Book Read Free

The Crane War

Page 15

by Graeme Rodaughan


  “I felt something too,” Chiara remarked. “A tremor.”

  Francis stepped in front of Arthur. “What’s happening?”

  Arthur flicked his head at the cameras in the ceiling, widened his eyes, and remained silent. He gestured for everyone to form a line near the door. He beckoned Peter with curled fingers. Peter arched an eyebrow and strode to the front of the line. Arthur positioned Anton directly behind Peter, and then himself, followed by Chiara, Li, Jay and finally Francis.

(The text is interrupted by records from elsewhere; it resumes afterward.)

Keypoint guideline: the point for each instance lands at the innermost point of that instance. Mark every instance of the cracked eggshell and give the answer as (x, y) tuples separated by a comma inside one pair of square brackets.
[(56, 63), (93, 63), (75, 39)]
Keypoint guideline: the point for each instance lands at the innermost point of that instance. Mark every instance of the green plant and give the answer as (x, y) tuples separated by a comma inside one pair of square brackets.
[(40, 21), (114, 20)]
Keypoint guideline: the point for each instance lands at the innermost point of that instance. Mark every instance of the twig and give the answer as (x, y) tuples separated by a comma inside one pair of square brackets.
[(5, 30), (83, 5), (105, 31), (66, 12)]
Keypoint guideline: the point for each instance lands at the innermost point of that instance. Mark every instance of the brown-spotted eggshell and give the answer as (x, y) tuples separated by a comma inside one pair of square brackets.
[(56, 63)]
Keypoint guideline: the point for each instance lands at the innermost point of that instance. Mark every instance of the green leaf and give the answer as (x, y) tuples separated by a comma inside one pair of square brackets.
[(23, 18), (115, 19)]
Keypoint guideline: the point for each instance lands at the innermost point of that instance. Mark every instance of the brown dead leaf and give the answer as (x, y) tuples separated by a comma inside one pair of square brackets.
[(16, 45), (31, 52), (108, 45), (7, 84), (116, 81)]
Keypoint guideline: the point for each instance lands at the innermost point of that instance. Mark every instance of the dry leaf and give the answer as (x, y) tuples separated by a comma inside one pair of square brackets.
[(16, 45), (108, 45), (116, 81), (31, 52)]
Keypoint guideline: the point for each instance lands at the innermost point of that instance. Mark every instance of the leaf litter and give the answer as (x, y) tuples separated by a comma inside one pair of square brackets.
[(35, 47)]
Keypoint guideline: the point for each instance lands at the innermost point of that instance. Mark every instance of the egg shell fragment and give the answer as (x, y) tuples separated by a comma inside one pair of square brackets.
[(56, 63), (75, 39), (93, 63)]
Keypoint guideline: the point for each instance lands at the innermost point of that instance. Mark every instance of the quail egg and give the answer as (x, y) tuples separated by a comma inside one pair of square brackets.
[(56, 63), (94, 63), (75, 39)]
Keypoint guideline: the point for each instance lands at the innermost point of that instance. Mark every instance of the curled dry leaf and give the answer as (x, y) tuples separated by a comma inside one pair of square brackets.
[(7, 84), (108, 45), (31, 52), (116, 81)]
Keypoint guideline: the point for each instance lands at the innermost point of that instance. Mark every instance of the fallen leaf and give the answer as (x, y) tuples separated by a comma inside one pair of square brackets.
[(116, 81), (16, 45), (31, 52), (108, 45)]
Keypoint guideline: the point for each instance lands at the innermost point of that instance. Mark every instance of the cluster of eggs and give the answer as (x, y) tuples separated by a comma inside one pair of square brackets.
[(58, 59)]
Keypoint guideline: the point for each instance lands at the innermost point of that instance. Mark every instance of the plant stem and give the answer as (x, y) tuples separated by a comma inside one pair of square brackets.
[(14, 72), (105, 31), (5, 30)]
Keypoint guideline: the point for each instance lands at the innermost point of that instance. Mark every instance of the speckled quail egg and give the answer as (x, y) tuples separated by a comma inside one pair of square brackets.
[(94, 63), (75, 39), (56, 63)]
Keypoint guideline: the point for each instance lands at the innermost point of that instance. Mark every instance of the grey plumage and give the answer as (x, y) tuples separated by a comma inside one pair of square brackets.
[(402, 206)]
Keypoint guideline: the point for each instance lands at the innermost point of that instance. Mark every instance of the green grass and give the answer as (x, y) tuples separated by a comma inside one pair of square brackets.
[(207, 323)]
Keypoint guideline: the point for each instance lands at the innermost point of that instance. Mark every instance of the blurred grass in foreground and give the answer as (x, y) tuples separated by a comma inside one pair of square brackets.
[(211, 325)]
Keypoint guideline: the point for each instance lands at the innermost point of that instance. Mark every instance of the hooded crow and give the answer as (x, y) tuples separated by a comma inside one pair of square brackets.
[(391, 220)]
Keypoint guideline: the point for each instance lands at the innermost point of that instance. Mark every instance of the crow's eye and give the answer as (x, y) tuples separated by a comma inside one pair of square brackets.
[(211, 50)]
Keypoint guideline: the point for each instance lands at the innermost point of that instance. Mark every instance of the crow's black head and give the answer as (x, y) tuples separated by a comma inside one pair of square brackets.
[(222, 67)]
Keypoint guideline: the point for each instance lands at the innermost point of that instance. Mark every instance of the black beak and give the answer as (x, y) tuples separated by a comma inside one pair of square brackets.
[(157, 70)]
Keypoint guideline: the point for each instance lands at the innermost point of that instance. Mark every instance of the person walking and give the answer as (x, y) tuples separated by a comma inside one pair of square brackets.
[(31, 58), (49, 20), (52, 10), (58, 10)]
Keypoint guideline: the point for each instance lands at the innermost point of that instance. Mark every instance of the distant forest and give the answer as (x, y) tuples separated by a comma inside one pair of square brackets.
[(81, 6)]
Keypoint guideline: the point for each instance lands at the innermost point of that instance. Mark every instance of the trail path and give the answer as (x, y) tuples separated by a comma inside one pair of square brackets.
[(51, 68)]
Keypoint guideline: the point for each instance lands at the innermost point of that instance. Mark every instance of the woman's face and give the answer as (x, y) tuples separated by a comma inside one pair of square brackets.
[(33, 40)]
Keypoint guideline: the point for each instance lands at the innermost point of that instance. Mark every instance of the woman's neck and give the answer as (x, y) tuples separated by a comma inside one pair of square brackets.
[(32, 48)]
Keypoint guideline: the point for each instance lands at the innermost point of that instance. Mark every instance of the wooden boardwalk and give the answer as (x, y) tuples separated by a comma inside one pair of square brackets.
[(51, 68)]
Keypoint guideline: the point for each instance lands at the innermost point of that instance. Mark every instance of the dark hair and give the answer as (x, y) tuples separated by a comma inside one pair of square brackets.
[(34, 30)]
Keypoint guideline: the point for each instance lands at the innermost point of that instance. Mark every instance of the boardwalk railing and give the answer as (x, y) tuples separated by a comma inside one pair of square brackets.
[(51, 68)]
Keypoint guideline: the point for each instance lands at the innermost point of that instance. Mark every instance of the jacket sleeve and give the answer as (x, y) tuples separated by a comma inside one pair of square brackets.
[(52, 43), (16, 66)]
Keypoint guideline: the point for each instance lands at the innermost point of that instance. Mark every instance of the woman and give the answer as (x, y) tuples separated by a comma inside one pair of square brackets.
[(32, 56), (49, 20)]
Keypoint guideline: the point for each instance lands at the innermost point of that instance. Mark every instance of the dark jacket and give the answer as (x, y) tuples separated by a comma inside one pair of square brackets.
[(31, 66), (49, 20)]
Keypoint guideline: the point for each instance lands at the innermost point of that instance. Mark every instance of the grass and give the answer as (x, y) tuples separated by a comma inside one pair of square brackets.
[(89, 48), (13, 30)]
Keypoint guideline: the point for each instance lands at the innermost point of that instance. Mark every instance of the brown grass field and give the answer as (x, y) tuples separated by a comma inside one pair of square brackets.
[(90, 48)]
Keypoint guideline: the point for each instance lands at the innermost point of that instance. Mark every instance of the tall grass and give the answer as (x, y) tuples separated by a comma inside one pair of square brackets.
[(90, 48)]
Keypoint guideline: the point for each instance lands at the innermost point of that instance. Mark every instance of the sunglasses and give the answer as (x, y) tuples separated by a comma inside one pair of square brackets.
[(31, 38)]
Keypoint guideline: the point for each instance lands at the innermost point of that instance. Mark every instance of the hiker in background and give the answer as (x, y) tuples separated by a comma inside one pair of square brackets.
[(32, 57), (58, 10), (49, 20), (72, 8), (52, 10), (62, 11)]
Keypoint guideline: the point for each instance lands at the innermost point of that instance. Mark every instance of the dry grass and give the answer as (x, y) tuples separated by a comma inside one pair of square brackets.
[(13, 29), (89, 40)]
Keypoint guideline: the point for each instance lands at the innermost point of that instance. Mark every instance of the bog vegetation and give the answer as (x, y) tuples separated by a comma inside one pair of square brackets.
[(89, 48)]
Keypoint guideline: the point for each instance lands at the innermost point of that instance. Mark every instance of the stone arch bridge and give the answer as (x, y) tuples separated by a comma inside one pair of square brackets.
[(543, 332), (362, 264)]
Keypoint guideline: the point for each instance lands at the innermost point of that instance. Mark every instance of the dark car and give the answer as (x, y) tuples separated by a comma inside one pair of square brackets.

  Without turning away from the door, he whispered behind Anton’s shoulder, “Get ready.”

  Anton waited, his hands opening and closing beside his hips. Arthur must expect the door to open. The long seconds stretched by, his heartbeat thudding within his ears.

  Jay whispered harshly, “What? The door’s gonna open by magic.”

  Arthur replied quietly, “Its protocol.”

  “Protocol?” Francis asked.

  “Health and Safety.” Arthur stated decisively.

  Jay snorted derisively, “You’re kidding?”

  “Actually, no,” Arthur said with a shrug. “Please note, it’s a brig, not a prison.” He glanced at his watch. “It’s been thirty seconds, get ready to ramp.”

  The lights flickered. A klaxon began to wail in the distance. Arthur snapped, “Now!”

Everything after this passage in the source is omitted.